En fait, des actions spectaculaires comme les blocages
d’universités – qui est dans ce cas précis une fausse intransigeance
imposée par des anarchistes et des gauchistes petits-bourgeois – portent
préjudice à un vrai débat sur les perspectives politiques nécessaires aux
étudiants et aux travailleurs pour surmonter l’offensive de la
bourgeoisie française et européenne contre leurs droits et leur niveau de vie.
Les étudiants se retrouvent impréparés politiquement, et
isolés par leurs syndicats. Tous les syndicats étudiants, ainsi que le Parti communiste
et la Ligue communiste révolutionnaire, soutiennent les blocages et limitent le
mouvement à l’abrogation de la LRU. Les questions politiques sont
enfouies sous la conception qu’il est possible de faire pression sur le
gouvernement pour qu’il fasse des concessions sur tel ou tel élément de
son programme d’ensemble, d’où le slogan : « C’est
dans la rue que tout se joue. »
L’année dernière, les syndicats avaient agi pour
étouffer et contenir la lutte contre le Contrat première embauche (CPE) qui était
devenue une confrontation directe avec le premier ministre de l’époque,
Dominique de Villepin.

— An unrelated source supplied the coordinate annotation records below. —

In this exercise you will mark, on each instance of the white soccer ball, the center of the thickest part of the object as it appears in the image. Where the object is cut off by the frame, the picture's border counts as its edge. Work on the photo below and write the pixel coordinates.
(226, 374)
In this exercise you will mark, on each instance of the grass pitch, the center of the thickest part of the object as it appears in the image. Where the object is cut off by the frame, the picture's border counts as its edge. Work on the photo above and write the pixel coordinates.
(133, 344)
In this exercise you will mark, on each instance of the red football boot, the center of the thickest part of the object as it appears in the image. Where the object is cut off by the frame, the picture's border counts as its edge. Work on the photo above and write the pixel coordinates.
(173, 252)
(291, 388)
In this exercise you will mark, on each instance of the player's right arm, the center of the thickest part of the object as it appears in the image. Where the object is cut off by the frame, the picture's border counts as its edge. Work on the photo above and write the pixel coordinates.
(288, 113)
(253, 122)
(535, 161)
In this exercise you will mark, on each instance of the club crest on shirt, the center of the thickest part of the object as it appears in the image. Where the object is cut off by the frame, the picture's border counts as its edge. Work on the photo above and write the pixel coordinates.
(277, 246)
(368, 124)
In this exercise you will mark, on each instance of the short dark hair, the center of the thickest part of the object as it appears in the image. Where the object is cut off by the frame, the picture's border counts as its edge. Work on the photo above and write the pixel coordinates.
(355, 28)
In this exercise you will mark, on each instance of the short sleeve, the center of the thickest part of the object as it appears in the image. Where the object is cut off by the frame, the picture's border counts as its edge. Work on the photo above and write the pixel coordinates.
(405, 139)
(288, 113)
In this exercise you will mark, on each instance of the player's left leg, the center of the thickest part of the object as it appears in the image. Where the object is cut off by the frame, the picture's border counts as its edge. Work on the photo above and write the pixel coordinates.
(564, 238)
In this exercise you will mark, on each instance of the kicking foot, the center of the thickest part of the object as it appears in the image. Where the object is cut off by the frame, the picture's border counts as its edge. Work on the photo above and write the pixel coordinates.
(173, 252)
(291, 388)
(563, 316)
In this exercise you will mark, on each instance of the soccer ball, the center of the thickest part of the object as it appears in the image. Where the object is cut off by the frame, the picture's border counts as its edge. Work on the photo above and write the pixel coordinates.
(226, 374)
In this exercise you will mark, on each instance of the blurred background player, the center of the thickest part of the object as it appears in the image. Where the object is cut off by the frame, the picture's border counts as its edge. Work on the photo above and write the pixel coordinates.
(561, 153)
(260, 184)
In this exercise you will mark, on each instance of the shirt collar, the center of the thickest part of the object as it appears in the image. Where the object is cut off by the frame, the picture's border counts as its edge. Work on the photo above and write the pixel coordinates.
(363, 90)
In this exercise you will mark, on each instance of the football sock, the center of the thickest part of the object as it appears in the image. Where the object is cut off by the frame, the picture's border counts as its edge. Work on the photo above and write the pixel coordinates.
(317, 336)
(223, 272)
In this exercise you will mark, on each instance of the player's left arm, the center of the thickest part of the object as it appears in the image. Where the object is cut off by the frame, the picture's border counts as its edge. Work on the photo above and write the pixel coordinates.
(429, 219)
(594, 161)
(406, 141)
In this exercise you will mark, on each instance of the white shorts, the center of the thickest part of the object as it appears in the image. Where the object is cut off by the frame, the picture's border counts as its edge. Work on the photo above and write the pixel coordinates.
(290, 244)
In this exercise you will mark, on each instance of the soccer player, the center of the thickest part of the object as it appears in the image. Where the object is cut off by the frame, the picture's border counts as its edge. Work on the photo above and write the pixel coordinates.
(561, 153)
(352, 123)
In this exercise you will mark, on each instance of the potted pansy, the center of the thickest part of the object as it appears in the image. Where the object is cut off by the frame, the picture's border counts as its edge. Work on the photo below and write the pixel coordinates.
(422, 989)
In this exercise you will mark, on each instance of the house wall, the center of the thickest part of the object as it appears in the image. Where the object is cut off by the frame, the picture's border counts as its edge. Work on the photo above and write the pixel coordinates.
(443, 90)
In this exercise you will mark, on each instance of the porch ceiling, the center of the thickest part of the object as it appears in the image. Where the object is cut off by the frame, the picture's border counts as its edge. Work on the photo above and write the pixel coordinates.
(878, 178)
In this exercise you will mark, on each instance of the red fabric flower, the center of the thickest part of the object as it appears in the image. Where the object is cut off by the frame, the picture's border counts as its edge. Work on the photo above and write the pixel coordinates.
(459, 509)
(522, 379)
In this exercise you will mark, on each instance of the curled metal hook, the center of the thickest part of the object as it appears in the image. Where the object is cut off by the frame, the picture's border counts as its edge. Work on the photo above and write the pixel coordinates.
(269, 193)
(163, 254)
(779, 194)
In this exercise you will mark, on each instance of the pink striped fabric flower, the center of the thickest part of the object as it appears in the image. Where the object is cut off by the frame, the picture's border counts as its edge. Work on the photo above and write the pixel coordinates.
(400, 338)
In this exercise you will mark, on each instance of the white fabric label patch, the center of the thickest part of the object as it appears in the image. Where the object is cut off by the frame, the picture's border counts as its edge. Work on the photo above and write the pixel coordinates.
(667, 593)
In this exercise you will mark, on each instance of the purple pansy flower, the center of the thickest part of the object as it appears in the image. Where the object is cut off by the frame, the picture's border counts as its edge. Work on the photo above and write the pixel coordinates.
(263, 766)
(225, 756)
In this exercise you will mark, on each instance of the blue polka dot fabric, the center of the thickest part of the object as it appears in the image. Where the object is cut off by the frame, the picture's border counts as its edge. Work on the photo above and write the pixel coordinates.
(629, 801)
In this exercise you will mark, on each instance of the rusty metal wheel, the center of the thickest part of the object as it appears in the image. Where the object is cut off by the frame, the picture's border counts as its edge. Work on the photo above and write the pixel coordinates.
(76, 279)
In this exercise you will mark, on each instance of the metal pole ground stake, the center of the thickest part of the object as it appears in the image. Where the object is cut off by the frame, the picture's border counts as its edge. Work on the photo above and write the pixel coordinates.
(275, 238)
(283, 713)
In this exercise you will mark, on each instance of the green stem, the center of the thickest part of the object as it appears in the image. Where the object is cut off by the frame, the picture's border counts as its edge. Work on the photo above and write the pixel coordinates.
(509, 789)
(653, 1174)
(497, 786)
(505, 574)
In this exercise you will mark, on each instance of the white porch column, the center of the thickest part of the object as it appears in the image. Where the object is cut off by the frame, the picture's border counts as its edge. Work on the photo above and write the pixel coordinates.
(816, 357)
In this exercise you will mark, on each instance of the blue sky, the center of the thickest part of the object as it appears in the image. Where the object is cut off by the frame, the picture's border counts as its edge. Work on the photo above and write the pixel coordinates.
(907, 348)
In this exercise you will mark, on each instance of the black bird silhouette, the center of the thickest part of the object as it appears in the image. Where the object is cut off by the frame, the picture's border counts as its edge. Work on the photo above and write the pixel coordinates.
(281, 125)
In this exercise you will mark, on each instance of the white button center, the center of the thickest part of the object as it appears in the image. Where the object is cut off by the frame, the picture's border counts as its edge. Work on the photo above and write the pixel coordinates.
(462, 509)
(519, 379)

Ils l’avaient limitée à la question unique du CPE
et avaient ainsi évité de combattre les efforts du gouvernement à détruire les
droits démocratiques et sociaux. C’est ainsi qu’ils ont ouvert la
voie à l’élection de Sarkozy et à son gouvernement et à
l’accélération actuelle de l’offensive gouvernementale contre les
travailleurs et les jeunes.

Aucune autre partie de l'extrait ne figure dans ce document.